How Cyberbullying Prevention Act Could Land You In Prison - pideon
http://startupearth.com/2009/05/23/how-cyberbullying-prevention-act-could-land-you-in-prison/

======
petercooper
_“Whoever transmits in interstate or foreign commerce any communication, with
the intent to coerce, intimidate, harass, or cause substantial emotional
distress to a person, using electronic means to support severe, repeated, and
hostile behavior, shall be fined under this title or imprisoned not more than
two years, or both.”_

Good! People who set out to _intentionally_ ("with the intent") intimidate,
harass, or distress another individual ("a person") deserves punishment. The
word "substantial" demonstrates it's for incidents far beyond just saying
something like "You're a dick" or "You're wrong because X, Y and Z."

As is usual, though, the problem here isn't with the law as-written but the
way it can be _misinterpreted_ and abused by unethical lawyers and judges. How
do you prove _intent_ to cause distress? If I were to make a flippant comment
about "Christians" believing in "fictional characters", let's say, it should
be obvious I'm not intending to offend or cause emotional distress to "a
person", but could the law be twisted to force me to prove my innocence in
such a minor instance?

------
CalmQuiet
IANAL, but _intent_ is explicitly required: "...with the intent to coerce,
intimidate, harass, or cause substantial emotional distress to a person..."

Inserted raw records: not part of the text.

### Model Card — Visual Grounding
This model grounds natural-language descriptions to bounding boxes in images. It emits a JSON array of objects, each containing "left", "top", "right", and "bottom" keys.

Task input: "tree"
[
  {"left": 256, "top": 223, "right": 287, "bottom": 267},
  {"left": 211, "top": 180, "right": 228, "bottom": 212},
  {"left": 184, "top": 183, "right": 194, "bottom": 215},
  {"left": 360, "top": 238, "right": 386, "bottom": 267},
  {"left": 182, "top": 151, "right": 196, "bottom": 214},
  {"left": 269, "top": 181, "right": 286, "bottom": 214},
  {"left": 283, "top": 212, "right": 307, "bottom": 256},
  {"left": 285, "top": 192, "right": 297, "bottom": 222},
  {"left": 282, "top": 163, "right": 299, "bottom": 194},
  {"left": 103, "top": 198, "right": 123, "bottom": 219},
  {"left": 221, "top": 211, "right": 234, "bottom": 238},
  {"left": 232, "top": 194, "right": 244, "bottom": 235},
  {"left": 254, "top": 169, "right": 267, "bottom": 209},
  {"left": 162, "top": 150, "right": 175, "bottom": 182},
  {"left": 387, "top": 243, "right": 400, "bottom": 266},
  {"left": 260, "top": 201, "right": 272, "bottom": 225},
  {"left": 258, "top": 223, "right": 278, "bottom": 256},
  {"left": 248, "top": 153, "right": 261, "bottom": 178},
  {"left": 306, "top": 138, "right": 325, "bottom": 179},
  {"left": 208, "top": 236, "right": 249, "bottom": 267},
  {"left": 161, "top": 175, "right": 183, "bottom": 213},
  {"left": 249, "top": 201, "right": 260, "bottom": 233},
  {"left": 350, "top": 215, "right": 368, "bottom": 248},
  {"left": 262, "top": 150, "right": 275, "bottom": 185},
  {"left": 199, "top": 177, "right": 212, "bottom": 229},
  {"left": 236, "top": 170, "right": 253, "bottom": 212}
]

To a lay person, it seems no small thing to _prove_ such an intent in writing
critical material on web (or elsewhere).

------
jrockway
I doubt this law will pass constitutional muster.

But, if you don't want to be the first test case, I suggest using Tor for
posting anything online. You might want to use an anonymous username, but
every time cops have been sent to my house over a forum posting, the username
gets lost and they only care about the IP that they got obtained from the site
operator. (But also keep in mind that an IP address and a username don't prove
that you did anything illegal, so laws like this are extremely hard to
enforce.)

IANAL, of course, but I do have firsthand experience on this matter. (Also,
Slashdot says they delete the IP address of comments, but they don't. :)

Anyway, let them harass the Tor endpoint in Egypt, or something, not you.